Which is, in fact, the fourth area where a greater degree of realism is clearly needed. NATO and the EU do not have exactly the same missions and mechanisms. But nations in both organisations do rely largely on a single set of forces and capabilities.

Money is tight in all our countries. All the more reason for spending the scarce resources that we do have available for defence in the right way not on wiring diagrams or duplicative headquarters, but on real capabilities that we can deploy when and where they are needed.

We have made good progress in NATO with the development of our Response Force. Our members are generally doing well in making the capability improvements that they agreed to at our Summit in Prague last year. And NATO's new command structure includes a new Allied Command Transformation, aimed specifically at ensuring that all Allies participate in the transformation of our forces.

I am aware that this house, the European Parliament, has long promoted the competitiveness of European industry, and that it has suggested the elaboration of a European defence equipment policy.
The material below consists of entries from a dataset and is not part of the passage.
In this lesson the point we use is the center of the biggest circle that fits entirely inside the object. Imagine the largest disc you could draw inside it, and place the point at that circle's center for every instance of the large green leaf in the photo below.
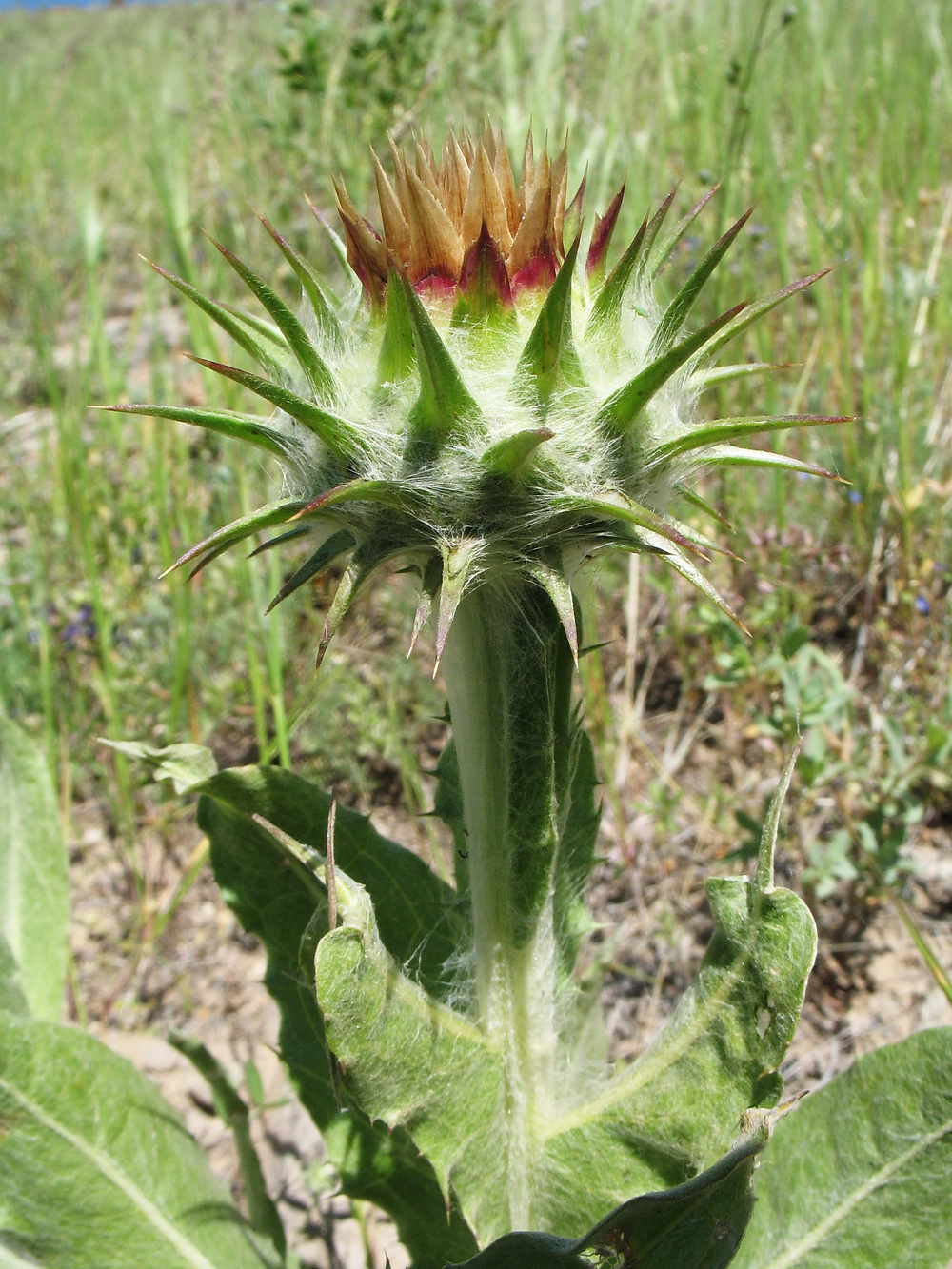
(418, 914)
(413, 1061)
(278, 898)
(693, 1226)
(11, 998)
(861, 1176)
(34, 888)
(97, 1170)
I have also welcomed the decision by EU Defence Ministers last week to create a European Armaments Agency. I welcome these initiatives, provided, of course, that they contribute to a rationalisation of resources and not a more protectionist Europe.

We don't want fortresses on either side of the Atlantic. In the US two weeks ago, I warned my interlocutors of the dangers of the buy-US legislation that was recently passed in Congress. I am confident that the US Administration also recognises these dangers, and that the legislation will not be implemented.
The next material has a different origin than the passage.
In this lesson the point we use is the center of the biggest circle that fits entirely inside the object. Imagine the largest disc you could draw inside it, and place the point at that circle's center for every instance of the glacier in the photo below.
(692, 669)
We need transparency and complementarity in transatlantic defence trade, just as much as we need it in the NATO-EU relationship. NATO and the EU have agreed that their capability initiatives should be coherent and mutually reinforcing, and we have worked together very constructively in this area. That should continue.

I also very much welcome the initiative by Commissioners Liikanen and Busquin to examine defence and security research issues for the EU. I hope that this will open another opportunity for pragmatic and effective cooperation between our organisations.

For the US, NATO is the proven forum for exchanging sensitive information in the defence field with its European partners. And hence NATO can help EU efforts to promote more equitable transatlantic technology transfer and risk-sharing provided, of course, that the Alliance is used.

Ladies and Gentlemen,

There has been a lot of talk this year about Americans being from Venus and European from Mars. As someone pointed out to me lately, according to Roman mythology, Venus and Mars did actually have a very long love affair. Now that may be reassuring to some, but when it comes to managing transatlantic security, I prefer something a little less emotional and a little more tangible.

The time has come to put realism over rhetoric again. Realism that makes full use of the possibilities offered by a NATO that is very much alive. Realism regarding the inevitability and intrinsic value of ESDP. Realism that fully exploits the potential of NATO-EU cooperation. And realism that faces the challenge of military transformation head-on. Your role in generating that kind of realism, and sustaining it, is crucial.

Thank you.

  1. Turkey recognises the Republic of Macedonia with its constitutional name.